# LiNGAM: Testing its Assumptions

In this notebook, we will try to infer cause and effect from synthetic data using LiNGAM. The goal is to evaluate the method when its assumptions hold and when they do not. Try to be creative in the latter case, but **do not forget to test linear models with a Gaussian distributed cause and noise**.

## Data Generation & Inspection

Example data generation for a linear causal model with uniformly distributed cause X, noise N, and effect Y---a setting in which LiNGAM should output the correct direction.

In [None]:
import numpy as np
import matplotlib.pyplot as plt
# The cause X is non-Gaussian distributed
X = np.random.uniform(size=500)
# The noise N is non-Gaussian distributed
N = np.random.uniform(size=500)
# The effect Y is generated as a linear function
# of it's cause(s) plus an additive noise term
Y = 1.2 * X + N

# Plotting
plt.scatter(X,Y)
plt.xlabel('Cause')
plt.ylabel('Effect')
plt.title('LiNGAM Model')
plt.show()

## LiNGAM Implementation 
Note that this is one possible implementation that uses [HSIC](https://link.springer.com/chapter/10.1007/11564089_7), a kernel independence test, to assess the dependence between potential cause and residuals.

In [None]:
from sklearn.linear_model import LinearRegression
from cdt.independence.stats import NormalizedHSIC

# Output:
# (causal direction, HSIC score for X->Y, HSIC score for Y->X)
# @causal direction (output 1) is equal to
#      1 if predicted DAG is X -> Y
#     -1 if predicted DAG is Y -> X
def SimpleLiNGAM(X,Y):
    # Fit X -> Y
    regXtoY = LinearRegression().fit(X.reshape(-1,1), Y)
    yEst = regXtoY.predict(X.reshape(-1,1))
    residualsXtoY = (Y - yEst)
    # Fit Y -> X
    regYtoX = LinearRegression().fit(Y.reshape(-1,1), X)
    xEst = regYtoX.predict(Y.reshape(-1,1))
    residualsYtoX = (X - xEst)
    # Use normalized HSIC (a kernal dependence measure; see documentation)
    # to measure the dependence between potential cause and residuals.
    # The smaller the output the more evidence we found for independence.
    test = NormalizedHSIC()
    # Test LiNGAM hypothesis for X -> Y
    hsicXtoY = test.predict(X, residualsXtoY)
    # Test LiNGAM hypothesis for Y -> X
    hsicYtoX = test.predict(Y, residualsYtoX)
    # If hsicXtoY < hsicYtoX, X -> Y is the more likely causal model under LiNGAM.
    if hsicXtoY < hsicYtoX:
        return 1, hsicXtoY, hsicYtoX
    else:
        return -1, hsicXtoY, hsicYtoX

## Let's apply LiNGAM!

Here we apply <code>SimpleLiNGAM</code> to the data we generated above. If the first output of <code>SimpleLiNGAM</code> is equal to 1, it returns the correct direction (X causes Y). 

In [None]:
SimpleLiNGAM(X,Y)

## Now is your turn! 

Evaluate the performance of LiNGAM for different settings. Try, e.g., to generate the data with <code>np.random.normal(size=XXX)</code>, use non-linear data, or change the sample size. Report your results in a table, and let's discuss them.

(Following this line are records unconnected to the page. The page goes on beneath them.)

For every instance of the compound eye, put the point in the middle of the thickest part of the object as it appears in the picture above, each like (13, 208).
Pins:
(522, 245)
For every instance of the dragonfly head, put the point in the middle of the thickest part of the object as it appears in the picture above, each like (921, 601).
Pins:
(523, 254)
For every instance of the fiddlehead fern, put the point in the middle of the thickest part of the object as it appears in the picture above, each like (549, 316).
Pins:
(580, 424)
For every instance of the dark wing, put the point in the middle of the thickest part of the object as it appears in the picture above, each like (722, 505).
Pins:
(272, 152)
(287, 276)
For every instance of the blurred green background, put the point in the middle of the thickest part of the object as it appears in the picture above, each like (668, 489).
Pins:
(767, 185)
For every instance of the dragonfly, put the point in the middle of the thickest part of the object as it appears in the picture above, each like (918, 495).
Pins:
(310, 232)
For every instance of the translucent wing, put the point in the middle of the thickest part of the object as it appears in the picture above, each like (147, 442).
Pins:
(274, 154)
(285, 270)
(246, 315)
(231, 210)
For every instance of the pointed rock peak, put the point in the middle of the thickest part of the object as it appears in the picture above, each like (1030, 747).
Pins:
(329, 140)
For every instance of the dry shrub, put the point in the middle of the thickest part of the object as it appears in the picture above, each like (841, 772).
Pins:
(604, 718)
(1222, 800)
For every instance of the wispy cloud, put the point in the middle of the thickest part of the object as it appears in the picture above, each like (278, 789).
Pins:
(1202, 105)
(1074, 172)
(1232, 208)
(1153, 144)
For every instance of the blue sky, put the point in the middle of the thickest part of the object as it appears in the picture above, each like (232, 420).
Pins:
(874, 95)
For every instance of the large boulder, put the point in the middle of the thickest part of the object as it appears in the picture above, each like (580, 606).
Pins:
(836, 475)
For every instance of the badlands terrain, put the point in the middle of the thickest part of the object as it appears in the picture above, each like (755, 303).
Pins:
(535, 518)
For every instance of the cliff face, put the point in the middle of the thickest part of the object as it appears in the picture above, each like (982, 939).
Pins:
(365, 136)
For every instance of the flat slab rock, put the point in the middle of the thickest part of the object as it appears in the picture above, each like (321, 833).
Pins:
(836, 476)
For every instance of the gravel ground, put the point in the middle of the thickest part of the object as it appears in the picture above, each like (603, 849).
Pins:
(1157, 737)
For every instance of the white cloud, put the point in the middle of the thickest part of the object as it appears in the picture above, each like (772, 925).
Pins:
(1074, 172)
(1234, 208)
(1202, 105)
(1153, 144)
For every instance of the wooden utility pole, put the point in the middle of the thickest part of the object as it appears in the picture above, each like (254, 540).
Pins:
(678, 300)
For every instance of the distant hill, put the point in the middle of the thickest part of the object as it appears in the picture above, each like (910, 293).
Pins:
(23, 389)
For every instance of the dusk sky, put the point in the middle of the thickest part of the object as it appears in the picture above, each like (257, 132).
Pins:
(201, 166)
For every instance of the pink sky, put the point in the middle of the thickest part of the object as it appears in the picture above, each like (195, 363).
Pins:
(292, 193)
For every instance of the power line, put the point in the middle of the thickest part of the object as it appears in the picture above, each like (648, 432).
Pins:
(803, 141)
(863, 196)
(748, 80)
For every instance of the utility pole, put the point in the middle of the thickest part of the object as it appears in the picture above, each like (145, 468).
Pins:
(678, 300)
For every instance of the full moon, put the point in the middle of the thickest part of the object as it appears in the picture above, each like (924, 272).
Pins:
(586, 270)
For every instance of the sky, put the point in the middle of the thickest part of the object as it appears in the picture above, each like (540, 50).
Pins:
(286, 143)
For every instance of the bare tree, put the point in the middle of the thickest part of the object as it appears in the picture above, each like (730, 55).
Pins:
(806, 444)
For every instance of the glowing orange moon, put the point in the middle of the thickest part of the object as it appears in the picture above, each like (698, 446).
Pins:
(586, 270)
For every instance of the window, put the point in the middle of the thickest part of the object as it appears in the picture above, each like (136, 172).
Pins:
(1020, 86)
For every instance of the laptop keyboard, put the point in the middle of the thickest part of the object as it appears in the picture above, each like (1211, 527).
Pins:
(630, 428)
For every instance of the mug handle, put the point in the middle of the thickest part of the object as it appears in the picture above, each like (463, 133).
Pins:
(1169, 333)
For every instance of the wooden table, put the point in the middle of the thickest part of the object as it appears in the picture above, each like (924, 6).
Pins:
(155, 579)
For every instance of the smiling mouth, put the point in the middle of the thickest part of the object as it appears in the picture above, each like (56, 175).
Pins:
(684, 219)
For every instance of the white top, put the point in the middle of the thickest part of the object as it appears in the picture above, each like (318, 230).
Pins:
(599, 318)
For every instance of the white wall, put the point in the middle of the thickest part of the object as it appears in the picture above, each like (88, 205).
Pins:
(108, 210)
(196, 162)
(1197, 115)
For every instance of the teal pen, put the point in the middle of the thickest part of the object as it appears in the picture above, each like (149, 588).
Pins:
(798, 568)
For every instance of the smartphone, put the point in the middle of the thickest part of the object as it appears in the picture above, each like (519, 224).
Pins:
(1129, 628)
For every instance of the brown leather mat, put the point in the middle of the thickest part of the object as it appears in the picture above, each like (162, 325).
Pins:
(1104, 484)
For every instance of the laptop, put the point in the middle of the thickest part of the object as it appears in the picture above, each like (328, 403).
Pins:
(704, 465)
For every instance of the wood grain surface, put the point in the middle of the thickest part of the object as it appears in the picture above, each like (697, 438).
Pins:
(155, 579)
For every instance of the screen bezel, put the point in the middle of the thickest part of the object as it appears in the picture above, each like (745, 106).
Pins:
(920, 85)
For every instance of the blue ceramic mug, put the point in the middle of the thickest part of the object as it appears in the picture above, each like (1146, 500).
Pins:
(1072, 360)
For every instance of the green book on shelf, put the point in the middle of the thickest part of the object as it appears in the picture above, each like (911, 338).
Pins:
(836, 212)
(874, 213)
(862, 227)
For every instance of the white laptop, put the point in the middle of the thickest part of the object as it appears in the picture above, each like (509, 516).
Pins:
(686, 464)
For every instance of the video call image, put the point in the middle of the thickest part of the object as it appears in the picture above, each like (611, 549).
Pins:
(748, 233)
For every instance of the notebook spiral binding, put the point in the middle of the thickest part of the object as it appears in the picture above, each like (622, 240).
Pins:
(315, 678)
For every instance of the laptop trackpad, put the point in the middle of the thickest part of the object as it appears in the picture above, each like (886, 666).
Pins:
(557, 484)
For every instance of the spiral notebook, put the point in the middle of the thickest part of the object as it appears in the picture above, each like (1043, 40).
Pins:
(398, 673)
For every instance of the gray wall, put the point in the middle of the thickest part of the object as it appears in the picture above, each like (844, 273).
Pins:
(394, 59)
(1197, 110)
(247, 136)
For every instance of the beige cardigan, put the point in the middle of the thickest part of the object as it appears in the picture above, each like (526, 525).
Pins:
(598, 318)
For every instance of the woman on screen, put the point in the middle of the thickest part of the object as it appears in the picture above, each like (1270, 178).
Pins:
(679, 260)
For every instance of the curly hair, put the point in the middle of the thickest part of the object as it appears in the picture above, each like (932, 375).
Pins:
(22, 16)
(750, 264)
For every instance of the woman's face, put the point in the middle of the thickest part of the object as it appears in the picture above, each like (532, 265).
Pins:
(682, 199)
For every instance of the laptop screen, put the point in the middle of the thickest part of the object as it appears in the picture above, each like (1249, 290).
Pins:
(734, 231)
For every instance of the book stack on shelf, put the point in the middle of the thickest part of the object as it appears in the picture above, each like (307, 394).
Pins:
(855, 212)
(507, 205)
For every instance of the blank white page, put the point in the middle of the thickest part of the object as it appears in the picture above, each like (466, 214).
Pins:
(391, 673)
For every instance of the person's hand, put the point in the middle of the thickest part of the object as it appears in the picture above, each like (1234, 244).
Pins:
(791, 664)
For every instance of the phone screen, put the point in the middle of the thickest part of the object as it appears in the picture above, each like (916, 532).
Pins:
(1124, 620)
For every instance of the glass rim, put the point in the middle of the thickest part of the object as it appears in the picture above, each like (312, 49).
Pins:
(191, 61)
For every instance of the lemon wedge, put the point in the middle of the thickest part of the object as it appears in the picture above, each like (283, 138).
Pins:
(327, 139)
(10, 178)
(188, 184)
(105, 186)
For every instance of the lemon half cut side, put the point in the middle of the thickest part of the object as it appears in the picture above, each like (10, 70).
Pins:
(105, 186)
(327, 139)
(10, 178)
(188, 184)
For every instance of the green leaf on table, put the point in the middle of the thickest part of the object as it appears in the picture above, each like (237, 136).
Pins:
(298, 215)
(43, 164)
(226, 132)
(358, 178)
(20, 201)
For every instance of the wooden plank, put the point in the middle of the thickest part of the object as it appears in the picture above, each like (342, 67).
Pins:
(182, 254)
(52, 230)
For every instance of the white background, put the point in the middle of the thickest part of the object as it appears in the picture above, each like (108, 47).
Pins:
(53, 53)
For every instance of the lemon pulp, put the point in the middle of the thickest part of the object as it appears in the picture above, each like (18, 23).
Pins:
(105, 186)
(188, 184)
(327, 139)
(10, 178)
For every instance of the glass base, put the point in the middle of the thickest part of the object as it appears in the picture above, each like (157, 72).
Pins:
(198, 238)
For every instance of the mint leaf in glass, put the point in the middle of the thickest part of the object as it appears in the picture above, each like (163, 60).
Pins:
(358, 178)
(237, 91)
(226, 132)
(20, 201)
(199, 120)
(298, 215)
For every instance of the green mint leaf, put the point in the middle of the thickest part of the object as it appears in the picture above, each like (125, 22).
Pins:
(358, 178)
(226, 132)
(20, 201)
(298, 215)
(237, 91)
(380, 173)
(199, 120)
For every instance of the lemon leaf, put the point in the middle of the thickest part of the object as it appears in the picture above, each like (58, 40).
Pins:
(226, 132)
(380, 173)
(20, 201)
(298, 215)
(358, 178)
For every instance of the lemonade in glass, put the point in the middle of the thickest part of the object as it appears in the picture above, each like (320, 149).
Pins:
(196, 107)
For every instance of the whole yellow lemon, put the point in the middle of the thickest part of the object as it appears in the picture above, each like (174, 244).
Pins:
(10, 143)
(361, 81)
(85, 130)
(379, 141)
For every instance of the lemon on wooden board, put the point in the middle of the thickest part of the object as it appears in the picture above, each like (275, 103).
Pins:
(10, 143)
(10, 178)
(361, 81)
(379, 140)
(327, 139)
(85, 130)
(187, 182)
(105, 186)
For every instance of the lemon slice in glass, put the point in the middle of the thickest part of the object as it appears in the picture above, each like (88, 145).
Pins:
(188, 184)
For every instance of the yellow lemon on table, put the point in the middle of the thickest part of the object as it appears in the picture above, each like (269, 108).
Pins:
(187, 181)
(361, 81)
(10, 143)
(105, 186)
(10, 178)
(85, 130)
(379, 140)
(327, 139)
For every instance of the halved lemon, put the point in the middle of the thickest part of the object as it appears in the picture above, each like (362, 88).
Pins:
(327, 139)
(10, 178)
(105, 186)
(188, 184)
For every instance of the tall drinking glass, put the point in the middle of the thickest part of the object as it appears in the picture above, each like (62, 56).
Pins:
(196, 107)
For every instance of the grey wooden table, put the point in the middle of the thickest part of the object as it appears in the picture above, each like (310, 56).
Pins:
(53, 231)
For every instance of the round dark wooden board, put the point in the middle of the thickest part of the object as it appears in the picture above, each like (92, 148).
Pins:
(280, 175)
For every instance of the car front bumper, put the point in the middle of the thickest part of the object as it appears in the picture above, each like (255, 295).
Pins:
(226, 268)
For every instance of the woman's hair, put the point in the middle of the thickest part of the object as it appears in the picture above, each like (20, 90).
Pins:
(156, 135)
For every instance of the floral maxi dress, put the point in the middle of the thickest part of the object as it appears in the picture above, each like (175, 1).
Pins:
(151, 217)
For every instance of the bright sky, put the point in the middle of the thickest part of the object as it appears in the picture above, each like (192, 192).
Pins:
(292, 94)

The code below is an example evaluation of the data generating process we considered above.

In [None]:
# Make your results reproducible by setting the seed of the random generator!
np.random.seed(1)
correctInferences = 0
numberOfExperiments = 100
sampleSize = 500
slope = 1.2
for i in range(numberOfExperiments):
    # To keep it simple, let X be the cause, N the noise and Y the effect;
    # s.t. X -> Y is the ground truth model. 
    ## MODIFY HERE
    X = np.random.uniform(size=sampleSize)
    N = np.random.uniform(size=sampleSize)
    Y = slope * X + N
    ## END MODIFY
    (causalDirection, hsicXtoY, hsicYtoX) = SimpleLiNGAM(X,Y)
    if causalDirection == 1:
        # the decision was correct
        correctInferences = correctInferences + 1
        
print(f"Accuracy of LiNGAM: {correctInferences/numberOfExperiments}")